Les prestations sociales
Les prestations sociales sont des transferts monétaires effectués par l’État et la Sécurité sociale (allocations familiales, aides au logement, RSA, etc.). Certaines sont universelles, d’autres ciblées sur les ménages à faibles revenus. Elles permettent de réduire les écarts de revenus dits « primaires », c’est-à-dire avant intervention de l’État.
Exemple : Selon l’Insee, le coefficient de Gini des revenus disponibles (après impôts directs et prestations sociales) est d’environ 0,29, contre 0,46 avant redistribution. Cela signifie que la redistribution monétaire permet de réduire significativement les inégalités de revenus.
À retenir
La fiscalité progressive et les prestations sociales forment les deux piliers de la redistribution monétaire. Elles réduisent les inégalités de revenus entre ménages.

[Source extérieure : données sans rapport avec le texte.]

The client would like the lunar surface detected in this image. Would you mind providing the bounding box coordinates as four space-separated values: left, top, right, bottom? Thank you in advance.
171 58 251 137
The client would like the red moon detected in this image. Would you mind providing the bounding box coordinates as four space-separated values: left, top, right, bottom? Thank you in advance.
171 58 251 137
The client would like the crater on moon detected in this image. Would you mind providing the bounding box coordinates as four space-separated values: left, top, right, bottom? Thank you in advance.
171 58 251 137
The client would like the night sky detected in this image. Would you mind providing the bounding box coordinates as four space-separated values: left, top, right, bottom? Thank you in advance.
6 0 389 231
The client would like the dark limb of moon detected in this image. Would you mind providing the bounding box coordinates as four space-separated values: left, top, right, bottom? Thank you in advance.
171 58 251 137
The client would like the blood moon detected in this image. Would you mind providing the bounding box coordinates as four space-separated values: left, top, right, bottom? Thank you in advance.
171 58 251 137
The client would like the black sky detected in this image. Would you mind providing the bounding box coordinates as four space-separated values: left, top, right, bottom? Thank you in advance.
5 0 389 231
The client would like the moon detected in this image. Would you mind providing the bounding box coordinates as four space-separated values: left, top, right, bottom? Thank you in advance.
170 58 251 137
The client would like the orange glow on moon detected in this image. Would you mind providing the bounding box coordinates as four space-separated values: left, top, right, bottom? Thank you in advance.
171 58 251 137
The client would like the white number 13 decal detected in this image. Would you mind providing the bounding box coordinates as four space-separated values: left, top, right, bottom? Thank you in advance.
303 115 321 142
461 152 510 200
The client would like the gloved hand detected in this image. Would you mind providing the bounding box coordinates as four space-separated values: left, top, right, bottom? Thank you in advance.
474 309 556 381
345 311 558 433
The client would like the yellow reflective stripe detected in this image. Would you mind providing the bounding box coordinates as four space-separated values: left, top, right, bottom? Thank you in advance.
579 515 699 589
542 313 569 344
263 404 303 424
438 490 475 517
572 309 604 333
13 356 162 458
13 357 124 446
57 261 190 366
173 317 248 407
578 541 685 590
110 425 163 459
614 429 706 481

La redistribution en nature : services publics et politiques territoriales
La redistribution ne passe pas uniquement par l’argent : elle s’exerce aussi via la fourniture gratuite ou peu coûteuse de services publics essentiels.
Les services publics
L’éducation, la santé, la justice, les transports ou encore la sécurité sont financés par l’impôt et accessibles à tous. Ces services publics universels jouent un rôle essentiel dans la réduction des inégalités, en garantissant à chacun des droits fondamentaux, quelle que soit sa situation économique.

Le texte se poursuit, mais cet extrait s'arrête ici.